Has anyone tried to connect a large number of hosts and virtual machines to nexus 9k, most specifically the EX and FX series? 

The scalability guide shows a very small amount of adjacency (32k or 48k shared between ipv4 ipv6 etc).  

I'm looking to see if anyone has had over 100k ARP or 100k ipv6 ND entries on one of these devices.  

Example having a few hundred customers, each with their own SVI , and about 500-1000 adjacencies per SVI. 

The Ciscolive docs suggest that the flex tiles on this hold the adjacency info so it would seem likely to support it but I have not yet tested it. 

If anyone has lab tested or real world tested this I'd like to hear it.  

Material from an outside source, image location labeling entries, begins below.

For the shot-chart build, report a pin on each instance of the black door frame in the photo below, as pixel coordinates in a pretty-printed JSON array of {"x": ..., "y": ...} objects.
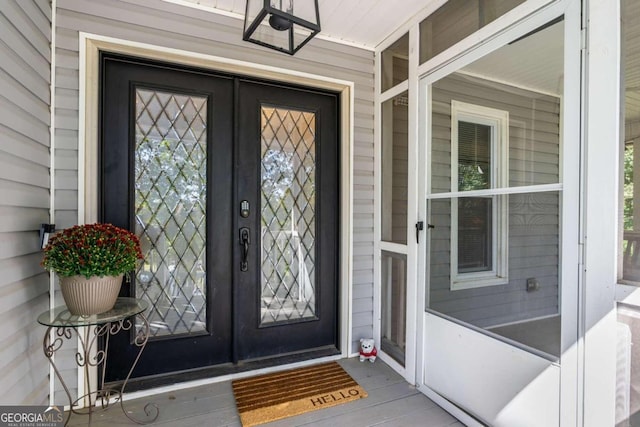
[{"x": 341, "y": 340}]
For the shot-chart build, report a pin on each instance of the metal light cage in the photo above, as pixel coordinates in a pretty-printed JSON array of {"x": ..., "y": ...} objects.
[{"x": 276, "y": 24}]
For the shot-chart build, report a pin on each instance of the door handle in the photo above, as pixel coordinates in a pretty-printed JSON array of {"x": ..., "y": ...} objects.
[{"x": 245, "y": 240}]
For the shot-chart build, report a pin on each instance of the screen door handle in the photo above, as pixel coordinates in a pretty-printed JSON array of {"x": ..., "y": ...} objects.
[{"x": 245, "y": 240}]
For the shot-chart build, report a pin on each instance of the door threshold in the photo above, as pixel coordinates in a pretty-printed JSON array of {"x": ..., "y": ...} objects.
[{"x": 224, "y": 371}]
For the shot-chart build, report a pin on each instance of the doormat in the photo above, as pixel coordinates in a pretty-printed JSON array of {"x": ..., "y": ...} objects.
[{"x": 271, "y": 397}]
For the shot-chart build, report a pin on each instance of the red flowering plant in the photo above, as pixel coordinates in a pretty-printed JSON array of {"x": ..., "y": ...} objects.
[{"x": 92, "y": 250}]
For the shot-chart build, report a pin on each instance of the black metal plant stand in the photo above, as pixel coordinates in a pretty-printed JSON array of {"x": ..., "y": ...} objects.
[{"x": 88, "y": 330}]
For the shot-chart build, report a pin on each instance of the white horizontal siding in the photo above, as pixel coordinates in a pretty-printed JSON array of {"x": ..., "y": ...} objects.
[
  {"x": 25, "y": 35},
  {"x": 164, "y": 24}
]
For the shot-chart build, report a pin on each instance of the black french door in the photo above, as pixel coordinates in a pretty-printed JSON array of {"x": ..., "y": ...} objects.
[{"x": 232, "y": 186}]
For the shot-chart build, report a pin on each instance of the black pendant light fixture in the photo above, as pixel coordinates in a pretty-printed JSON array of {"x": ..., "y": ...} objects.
[{"x": 277, "y": 25}]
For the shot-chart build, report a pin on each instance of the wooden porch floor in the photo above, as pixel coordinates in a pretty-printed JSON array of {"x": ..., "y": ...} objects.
[{"x": 391, "y": 402}]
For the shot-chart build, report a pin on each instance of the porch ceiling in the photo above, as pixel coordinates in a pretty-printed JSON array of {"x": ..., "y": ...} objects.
[{"x": 364, "y": 24}]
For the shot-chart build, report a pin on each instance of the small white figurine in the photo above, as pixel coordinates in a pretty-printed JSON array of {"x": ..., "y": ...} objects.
[{"x": 368, "y": 350}]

As an example, I have tested 6509 (sup720) with over 100k ARP/ND entries and it handles it, although the CPU gets pretty unhappy with the churn since the cpu is rather slow--it has a 1million adjacency table though, and none of the nexus documentation or papers or live presentations mention total maximum adjacencies.   

I have also tested this on the 4500 platform and some others where the maximum seems to be 48k no matter what you do.

 

 

3 Replies 3

Sergiu.Daniluk
VIP Alumni
VIP Alumni

Hi,

As far as I can see on my -FX model, the IP adj limit is:

N9K# show ip adjacency  summary 
IP AM Table - Adjacency Summary
  SDB Limit      : 174080

However, I would still not go over the scalability limits for ARP/ND, because there are so many thing which could go wrong. For example: COOP kicking in and dropping ARPs/NDs and affecting all your customers, hardware programming issues and many others.

 

Cheers,

Sergiu

Yes I notice that too and it's configurable :

<1-614400> Maximum number of ARP entries
*Default value is 174080

 

But that doesn't mean the hardware can do it.  The maximum I've seen on the scalability guide is 64,000 and it doesn't mention if it's shared ipv4/ipv6 or if it can do 64k of both at the same time.  The hardware (especially ex/fx) suggests it is certainly possible to go over this number possibly into the 200k each range.


I was really wondering if anyone has actually tried to go over this number and see what happens?  I will eventually test it myself but I figured I'd reach out to the community also. 

 

 

 

Nobody on here has tried to max this out? I'm surprised.

I will buy one and test it, I can't even get an answer directly from our Cisco rep either.